Белка. Толик? Испуганный, какой-то постоянно потухший взгляд мамы. Или она сейчас в командировке по бизнесу??
Кто я?
Букашка, как в том, давнем, батином рассказе, случайно получившая возможность увидеть «дальнейшие варианты»? — и «изменить их «под себя?» — вернее даже не «изменить», а «вползти» в тот вариант, который покажется предпочтительнее? Или человек, сам выбирающий «свой вариант?»
А какой предпочтительнее? Как выбрать? Где кнопка? Где я, чёрт побери, «удачно сохранился» в этом бардаке под ошибочным названием «реальная жизнь?» Где кнопка с надписью «Save»? Уже?.. Когда?
Когда собирался прыгнуть с шипастой устосовой дубинкой в гущу гопников, и только появление бати с Толиком остановило меня?

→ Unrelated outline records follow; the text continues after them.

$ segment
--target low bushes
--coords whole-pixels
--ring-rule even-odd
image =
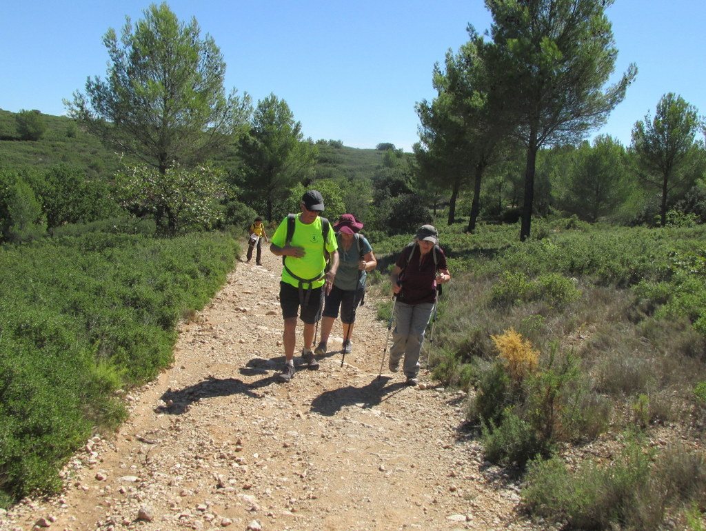
[[[0,505],[52,491],[115,396],[172,360],[175,326],[232,267],[216,234],[172,239],[94,233],[0,249]]]

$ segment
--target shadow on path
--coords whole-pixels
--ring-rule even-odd
[[[159,406],[157,410],[167,414],[183,414],[189,410],[191,404],[198,402],[202,398],[237,394],[246,395],[251,398],[261,398],[262,397],[253,393],[253,390],[265,387],[274,382],[274,376],[268,376],[252,383],[247,383],[235,378],[222,379],[209,376],[198,383],[183,389],[176,390],[171,388],[167,389],[160,397],[165,405]]]
[[[407,387],[404,382],[388,385],[390,379],[389,376],[381,376],[378,380],[376,376],[363,387],[347,386],[325,391],[311,401],[311,411],[331,417],[347,405],[363,404],[364,408],[373,407]]]

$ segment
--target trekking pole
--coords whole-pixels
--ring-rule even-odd
[[[316,336],[318,335],[318,321],[321,320],[321,313],[323,311],[323,298],[324,292],[325,292],[325,285],[321,286],[321,296],[318,299],[318,312],[316,315],[318,318],[316,319],[316,328],[313,329],[313,342],[316,342]],[[313,345],[311,345],[313,346]]]
[[[390,330],[393,328],[393,319],[395,318],[395,305],[397,304],[397,294],[393,295],[393,309],[390,313],[390,321],[388,321],[388,335],[385,338],[385,350],[383,350],[383,359],[380,362],[380,373],[378,374],[376,380],[379,380],[383,375],[383,365],[385,364],[385,354],[388,352],[388,343],[390,342]]]
[[[353,323],[355,323],[355,311],[358,307],[356,304],[356,299],[358,298],[358,290],[360,287],[360,277],[363,274],[363,272],[359,269],[358,270],[358,280],[356,281],[355,291],[353,292],[353,311],[351,314],[351,322],[348,325],[348,330],[346,330],[346,337],[343,339],[343,356],[341,357],[341,366],[343,366],[343,360],[346,359],[346,345],[349,341],[351,340],[351,327],[353,326]]]
[[[434,340],[434,325],[436,324],[436,309],[438,306],[439,297],[441,296],[441,286],[436,287],[436,298],[434,299],[434,306],[431,309],[431,331],[429,333],[429,346],[426,349],[426,357],[429,358],[429,352],[431,350],[431,343]]]

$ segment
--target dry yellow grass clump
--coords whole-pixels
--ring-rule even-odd
[[[519,383],[528,374],[534,373],[539,363],[539,351],[532,348],[529,340],[510,328],[501,335],[491,335],[500,354],[498,357],[503,359],[508,374],[516,383]]]

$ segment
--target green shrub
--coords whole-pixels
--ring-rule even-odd
[[[654,458],[630,441],[610,463],[573,473],[558,457],[530,463],[522,497],[534,516],[571,529],[662,529],[675,509],[702,503],[705,465],[700,453],[670,447]]]
[[[177,320],[225,280],[237,251],[217,234],[167,240],[87,233],[0,248],[0,491],[54,491],[114,395],[172,359]]]
[[[537,430],[512,410],[506,410],[501,423],[489,422],[482,426],[483,448],[491,463],[524,468],[530,459],[548,458],[552,451],[549,441],[542,441]]]

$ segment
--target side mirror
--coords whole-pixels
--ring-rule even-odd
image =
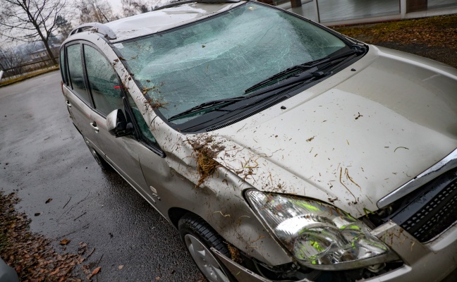
[[[106,116],[106,128],[111,135],[116,137],[130,135],[133,133],[133,125],[127,123],[121,109],[114,110]]]

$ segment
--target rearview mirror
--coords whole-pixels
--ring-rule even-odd
[[[127,123],[121,109],[114,110],[106,116],[106,128],[111,135],[116,137],[130,135],[133,132],[133,125]]]

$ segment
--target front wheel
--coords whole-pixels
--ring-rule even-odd
[[[230,257],[222,238],[198,216],[188,214],[178,223],[179,234],[203,276],[210,282],[230,282],[230,273],[209,250],[212,247]]]

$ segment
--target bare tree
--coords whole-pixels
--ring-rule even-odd
[[[57,64],[49,40],[65,5],[65,0],[2,0],[0,35],[13,41],[42,41],[52,63]]]
[[[119,18],[113,13],[111,4],[106,0],[78,0],[75,7],[79,12],[80,23],[105,23]]]
[[[145,0],[121,0],[121,4],[124,17],[130,17],[151,11]]]
[[[57,16],[56,25],[57,25],[57,29],[63,37],[63,39],[68,37],[70,32],[71,32],[71,30],[73,30],[71,23],[63,16]]]
[[[24,56],[13,48],[0,48],[0,70],[8,70],[16,68],[24,63]],[[19,74],[20,68],[10,70],[7,71],[5,78],[11,75]]]

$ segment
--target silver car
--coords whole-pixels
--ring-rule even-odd
[[[102,168],[179,231],[210,281],[451,274],[457,70],[221,2],[63,42],[67,107]]]

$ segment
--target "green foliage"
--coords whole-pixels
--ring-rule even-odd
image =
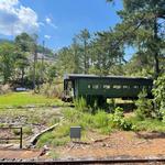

Или раньше, когда… я вижу это — мама отчитывает батю за «идиотски потраченные деньги на идиотские консервы и идиотский фонарик, на «все эти дурацкие ножики», «которыми сейчас интересуются только идиоты!» — сейчас, «когда нам не хватает оборотных денег для развития бизнеса!» — а батя с хмурым, упрямым лицом, не возражая, сидит и смотрит в угол?..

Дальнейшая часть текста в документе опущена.